Kesepakatan itu digalang oleh Rajo Nan Tigo Selo yaitu, Rajo Alam di Pagaruyung, Rajo Ibadat di Sumpur Kudus dan Rajo Adat di Buo.
"Naskah kesepakatan itu secara sempurna belum ditemukan, namun ada beberapa pihak yang sempat menulis atau menyalin kembali dalam bahasa latin, kami berupaya menyusunnya kembali," kata Marfendi.
Terkait dengan pasal dalam Bai'ah Bukik Marapalam, Marfendi menampilkan beberapa di antaranya.
Pasal 1.
Adat Basandi Syara', Syara' Basandi Kitabullah.
Pasal 2.
Syara' mangato, Adat mamakai, Syara' nan Kawi, Adat nan ladzim.
Pasal 3
ayat 1, Sumber hukum di Minangkabau ialah Al Qur'an, Hadits, Qiyas dan Ijma'.
ayat 2, Qiyas diambil dari zaman Khalifah Rasyidin.
ayat 3, Ijma' adalah hasil kesepatan Limbago Rajo Nan Tigo Selo.
ayat 4, Ijma' pada tingkat Nagari atau dibawah Minangkabau ialah hasil kesepakatan Tungku Tigo Sajarangan.
ayat 5, Kesepakatan ditetapkan secara musyawarah, bebas, tanpa adanya "manarah malantuang batu".
ayat 6, Semua kesepakatan, peraturan dan keuangan harus ditulis.
"Nah di sinilah khususnya di Pasal 3 ayat 6 yang masih menjadi hutang kita bersama pemangku adat di Minangkabau. Sudahkah ada kesepakatan dan aturan adat itu ditulis hingga mampu menjadi pedoman bersama ?," kata Marfendi.
Sementara di Pasal 13 dibunyikan beberapa ayat yaitu;
1. Setiap anggota masyarakat harus mengenal Tuhannya Yang Esa, mengetahui apa itu Iman, apa itu Islam dan syariat-syariatnya..

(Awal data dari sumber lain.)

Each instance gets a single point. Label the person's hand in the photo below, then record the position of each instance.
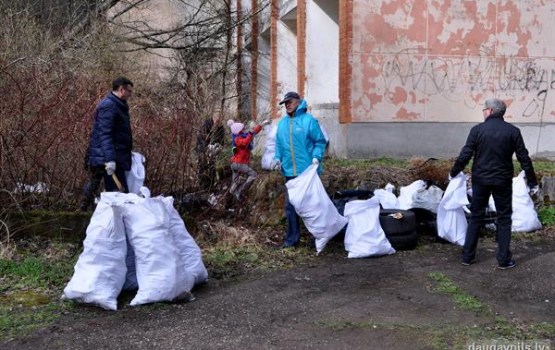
(276, 164)
(110, 167)
(534, 190)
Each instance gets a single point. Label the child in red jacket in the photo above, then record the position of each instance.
(242, 146)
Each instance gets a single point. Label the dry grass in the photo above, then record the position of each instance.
(432, 170)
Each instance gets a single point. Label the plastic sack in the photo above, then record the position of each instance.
(524, 217)
(100, 270)
(156, 258)
(269, 147)
(387, 198)
(314, 206)
(451, 220)
(136, 175)
(406, 193)
(428, 198)
(190, 255)
(364, 236)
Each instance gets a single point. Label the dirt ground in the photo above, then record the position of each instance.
(335, 303)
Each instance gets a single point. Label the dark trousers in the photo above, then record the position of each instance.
(96, 175)
(502, 196)
(293, 233)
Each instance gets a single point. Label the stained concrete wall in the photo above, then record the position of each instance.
(423, 69)
(322, 59)
(432, 61)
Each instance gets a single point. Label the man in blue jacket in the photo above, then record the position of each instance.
(109, 153)
(299, 143)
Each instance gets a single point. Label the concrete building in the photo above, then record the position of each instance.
(409, 77)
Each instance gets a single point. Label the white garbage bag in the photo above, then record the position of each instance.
(156, 257)
(269, 147)
(190, 255)
(135, 177)
(427, 198)
(406, 193)
(387, 198)
(525, 217)
(100, 270)
(451, 220)
(364, 236)
(312, 203)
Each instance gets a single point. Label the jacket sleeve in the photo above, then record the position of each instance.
(277, 152)
(105, 126)
(466, 154)
(318, 139)
(243, 142)
(525, 162)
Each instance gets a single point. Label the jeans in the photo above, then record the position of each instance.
(293, 233)
(502, 196)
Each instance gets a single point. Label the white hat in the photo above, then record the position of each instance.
(235, 127)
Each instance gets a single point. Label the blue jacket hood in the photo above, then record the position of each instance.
(299, 139)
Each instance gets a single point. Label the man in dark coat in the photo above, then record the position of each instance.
(492, 144)
(109, 153)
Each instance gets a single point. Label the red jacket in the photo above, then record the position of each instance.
(242, 153)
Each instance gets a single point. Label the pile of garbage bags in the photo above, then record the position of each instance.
(364, 236)
(136, 243)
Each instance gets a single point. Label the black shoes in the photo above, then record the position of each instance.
(508, 265)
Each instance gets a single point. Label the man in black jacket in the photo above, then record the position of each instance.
(109, 152)
(492, 144)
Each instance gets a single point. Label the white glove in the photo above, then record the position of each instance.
(534, 190)
(276, 164)
(110, 167)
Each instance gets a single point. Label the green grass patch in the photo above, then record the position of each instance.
(225, 261)
(367, 163)
(30, 289)
(546, 214)
(465, 301)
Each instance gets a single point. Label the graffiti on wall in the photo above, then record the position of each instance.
(468, 79)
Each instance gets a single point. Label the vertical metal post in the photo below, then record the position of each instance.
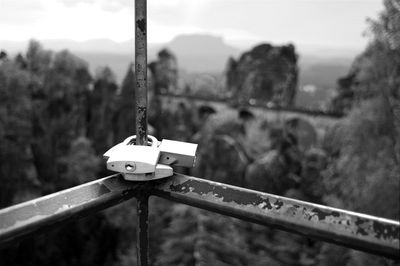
(141, 124)
(142, 230)
(141, 71)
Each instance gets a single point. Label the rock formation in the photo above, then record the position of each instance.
(165, 72)
(266, 73)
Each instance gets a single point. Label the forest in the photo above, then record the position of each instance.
(57, 119)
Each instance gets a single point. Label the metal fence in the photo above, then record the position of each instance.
(363, 232)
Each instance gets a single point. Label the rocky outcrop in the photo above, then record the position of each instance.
(266, 73)
(165, 72)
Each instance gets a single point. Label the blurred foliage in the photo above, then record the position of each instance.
(56, 120)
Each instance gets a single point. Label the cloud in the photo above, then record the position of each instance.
(20, 12)
(107, 5)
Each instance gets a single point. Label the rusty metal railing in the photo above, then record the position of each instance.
(362, 232)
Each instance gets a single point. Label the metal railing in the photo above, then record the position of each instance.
(363, 232)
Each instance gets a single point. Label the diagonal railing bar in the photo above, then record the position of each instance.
(44, 213)
(359, 231)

2. Untuk mencapai apa yang dimaksud pada ayat 1 pasal ini diadakan Surau Kelarasan, Surau Nagari, Surau Jorong, Surau Kampuang dan Surau Kaum..

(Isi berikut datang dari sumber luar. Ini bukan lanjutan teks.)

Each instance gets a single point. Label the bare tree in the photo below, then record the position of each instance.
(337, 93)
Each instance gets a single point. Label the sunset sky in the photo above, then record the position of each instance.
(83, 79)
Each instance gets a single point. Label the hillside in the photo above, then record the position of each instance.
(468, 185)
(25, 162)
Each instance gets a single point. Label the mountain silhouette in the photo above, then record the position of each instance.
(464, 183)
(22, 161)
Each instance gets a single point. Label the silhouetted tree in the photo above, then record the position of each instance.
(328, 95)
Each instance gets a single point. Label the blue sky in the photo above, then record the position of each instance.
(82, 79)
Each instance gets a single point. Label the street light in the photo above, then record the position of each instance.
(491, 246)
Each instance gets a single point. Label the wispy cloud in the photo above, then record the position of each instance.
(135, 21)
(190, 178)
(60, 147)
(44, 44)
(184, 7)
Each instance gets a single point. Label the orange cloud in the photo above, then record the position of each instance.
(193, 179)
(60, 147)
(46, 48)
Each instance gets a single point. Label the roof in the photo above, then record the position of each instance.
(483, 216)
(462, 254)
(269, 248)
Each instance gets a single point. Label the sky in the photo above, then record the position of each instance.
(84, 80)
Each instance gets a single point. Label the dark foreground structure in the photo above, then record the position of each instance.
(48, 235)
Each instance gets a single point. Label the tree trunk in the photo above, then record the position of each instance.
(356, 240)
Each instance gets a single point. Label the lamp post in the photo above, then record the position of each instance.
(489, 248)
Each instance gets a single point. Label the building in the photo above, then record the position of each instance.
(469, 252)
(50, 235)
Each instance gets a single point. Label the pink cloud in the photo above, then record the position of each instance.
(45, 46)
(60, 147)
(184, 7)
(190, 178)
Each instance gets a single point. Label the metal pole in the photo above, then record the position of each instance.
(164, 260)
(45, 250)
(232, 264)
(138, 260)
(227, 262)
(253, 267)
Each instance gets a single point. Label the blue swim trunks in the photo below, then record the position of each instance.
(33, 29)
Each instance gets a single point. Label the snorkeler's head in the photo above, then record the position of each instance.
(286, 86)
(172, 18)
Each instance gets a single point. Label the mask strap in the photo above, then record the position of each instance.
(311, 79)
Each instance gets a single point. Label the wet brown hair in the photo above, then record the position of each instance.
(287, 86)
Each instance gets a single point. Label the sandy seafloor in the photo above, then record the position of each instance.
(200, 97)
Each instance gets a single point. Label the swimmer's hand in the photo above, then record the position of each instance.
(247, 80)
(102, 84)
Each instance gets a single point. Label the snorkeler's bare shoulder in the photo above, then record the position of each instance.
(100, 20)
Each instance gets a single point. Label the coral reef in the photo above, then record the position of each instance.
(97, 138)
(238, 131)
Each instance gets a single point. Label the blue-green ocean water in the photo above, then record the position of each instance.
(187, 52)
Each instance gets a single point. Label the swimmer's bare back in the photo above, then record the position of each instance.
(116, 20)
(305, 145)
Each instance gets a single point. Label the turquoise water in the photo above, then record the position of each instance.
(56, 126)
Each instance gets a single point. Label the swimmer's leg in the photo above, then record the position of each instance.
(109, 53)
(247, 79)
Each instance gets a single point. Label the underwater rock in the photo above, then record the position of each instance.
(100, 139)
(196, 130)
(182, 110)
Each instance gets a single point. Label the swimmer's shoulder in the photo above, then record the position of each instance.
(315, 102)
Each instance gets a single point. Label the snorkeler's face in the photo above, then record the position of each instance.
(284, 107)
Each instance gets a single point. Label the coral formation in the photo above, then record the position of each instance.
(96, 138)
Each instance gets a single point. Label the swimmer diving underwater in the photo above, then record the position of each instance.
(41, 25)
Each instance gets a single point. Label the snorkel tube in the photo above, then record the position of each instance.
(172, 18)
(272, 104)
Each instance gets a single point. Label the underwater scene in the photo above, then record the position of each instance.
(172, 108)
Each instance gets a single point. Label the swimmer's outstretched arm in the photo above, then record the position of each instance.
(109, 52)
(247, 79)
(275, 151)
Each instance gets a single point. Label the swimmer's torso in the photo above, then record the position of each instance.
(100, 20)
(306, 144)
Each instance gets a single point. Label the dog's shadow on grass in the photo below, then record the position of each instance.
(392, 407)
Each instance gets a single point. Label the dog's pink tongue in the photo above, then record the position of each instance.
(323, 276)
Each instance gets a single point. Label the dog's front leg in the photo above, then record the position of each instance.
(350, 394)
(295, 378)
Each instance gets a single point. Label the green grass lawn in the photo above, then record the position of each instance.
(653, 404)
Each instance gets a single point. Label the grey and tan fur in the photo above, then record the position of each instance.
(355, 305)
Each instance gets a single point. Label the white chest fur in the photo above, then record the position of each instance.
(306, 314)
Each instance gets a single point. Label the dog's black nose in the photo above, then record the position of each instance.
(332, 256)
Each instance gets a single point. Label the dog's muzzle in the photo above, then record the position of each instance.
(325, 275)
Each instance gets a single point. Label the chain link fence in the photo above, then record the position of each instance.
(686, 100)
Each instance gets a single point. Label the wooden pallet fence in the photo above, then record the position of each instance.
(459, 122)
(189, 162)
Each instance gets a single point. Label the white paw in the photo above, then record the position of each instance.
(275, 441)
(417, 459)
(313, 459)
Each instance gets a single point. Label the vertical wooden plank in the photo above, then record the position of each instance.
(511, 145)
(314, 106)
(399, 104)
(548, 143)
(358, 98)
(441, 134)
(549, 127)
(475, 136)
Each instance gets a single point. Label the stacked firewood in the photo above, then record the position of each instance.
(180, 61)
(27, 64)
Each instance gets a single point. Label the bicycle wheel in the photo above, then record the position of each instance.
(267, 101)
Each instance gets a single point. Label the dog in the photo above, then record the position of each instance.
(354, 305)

3. Sandi pendidikan ialah memperbaiki nan ado dalam jiwa dengan kitabullah dijadikan guru
Lebih jauh, Marfendi berharap sejarah asal ABS-SBK bisa dijadikan dasar dalam perumusan aturan adat salingka nagari yang diakui negara melalui UU nomor 53 tahun 2024 tentang Bukittinggi dan UU nomor 17 tahun 2022 tentang Sumatera Barat.

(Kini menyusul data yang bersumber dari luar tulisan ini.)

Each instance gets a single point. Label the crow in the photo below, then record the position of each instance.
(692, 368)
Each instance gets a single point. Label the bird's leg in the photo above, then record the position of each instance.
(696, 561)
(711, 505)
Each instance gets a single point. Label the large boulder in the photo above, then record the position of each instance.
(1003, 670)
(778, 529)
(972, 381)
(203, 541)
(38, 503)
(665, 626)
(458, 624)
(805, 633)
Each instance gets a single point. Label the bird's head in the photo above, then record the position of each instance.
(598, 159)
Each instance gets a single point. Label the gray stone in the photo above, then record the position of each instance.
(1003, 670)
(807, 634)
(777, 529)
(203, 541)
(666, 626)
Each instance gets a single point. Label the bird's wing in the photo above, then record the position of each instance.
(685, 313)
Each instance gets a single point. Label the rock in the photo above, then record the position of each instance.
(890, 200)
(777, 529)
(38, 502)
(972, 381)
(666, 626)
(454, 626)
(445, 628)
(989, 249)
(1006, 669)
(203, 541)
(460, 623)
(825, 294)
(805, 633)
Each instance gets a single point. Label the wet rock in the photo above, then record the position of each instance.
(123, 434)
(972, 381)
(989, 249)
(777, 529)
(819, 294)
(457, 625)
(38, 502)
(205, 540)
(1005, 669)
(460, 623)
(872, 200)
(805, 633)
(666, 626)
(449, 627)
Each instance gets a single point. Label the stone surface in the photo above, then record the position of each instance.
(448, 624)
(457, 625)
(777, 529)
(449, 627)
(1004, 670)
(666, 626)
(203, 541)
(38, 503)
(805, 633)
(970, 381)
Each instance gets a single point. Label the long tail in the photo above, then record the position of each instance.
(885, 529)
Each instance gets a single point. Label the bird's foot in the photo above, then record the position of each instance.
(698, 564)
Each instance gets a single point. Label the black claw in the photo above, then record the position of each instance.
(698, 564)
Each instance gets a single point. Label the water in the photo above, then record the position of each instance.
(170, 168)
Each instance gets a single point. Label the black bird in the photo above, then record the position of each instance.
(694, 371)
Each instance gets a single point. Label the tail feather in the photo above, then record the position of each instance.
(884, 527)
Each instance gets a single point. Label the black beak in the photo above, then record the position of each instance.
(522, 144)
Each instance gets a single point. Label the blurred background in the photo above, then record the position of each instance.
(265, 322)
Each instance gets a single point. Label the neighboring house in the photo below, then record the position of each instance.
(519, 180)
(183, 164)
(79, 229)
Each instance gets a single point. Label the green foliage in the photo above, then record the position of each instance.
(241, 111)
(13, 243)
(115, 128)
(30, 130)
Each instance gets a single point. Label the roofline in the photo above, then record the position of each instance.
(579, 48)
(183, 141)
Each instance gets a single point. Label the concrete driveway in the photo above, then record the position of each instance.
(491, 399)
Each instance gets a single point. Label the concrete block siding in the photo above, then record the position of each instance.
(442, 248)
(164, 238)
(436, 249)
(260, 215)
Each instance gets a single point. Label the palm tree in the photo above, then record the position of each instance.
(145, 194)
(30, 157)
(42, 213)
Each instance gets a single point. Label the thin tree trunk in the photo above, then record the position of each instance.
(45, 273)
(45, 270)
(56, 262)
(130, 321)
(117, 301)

Sebelumnya dalam rilis resmi Majelis Ulama Indonesia (MUI) Sumatera Barat, Ketua MUI Buya Gusrizal menegaskan walaupun pakar sejarah tidak sepakat tentang kapan terjadinya peristiwa Sumpah Sati Marapalam, namun nilai-nilai yang terkandung di dalamnya telah menjadi Bai'at Bersama masyarakat Minangkabau dalam mengimplementasikan tuntunan syariat dan menjalankan kehidupan sehari-hari.
"Mengingat komitmen ini telah goyah, harus dikuatkan kembali. Pilihannya adalah membiarkan atau menguatkan kembali, maka MUI Sumbar memilih menguatkan dan perlu dukungan ninik mamak, alim ulama, cadiak pandai, bundo kanduang dan pemerintah," kata Buya Gusrizal.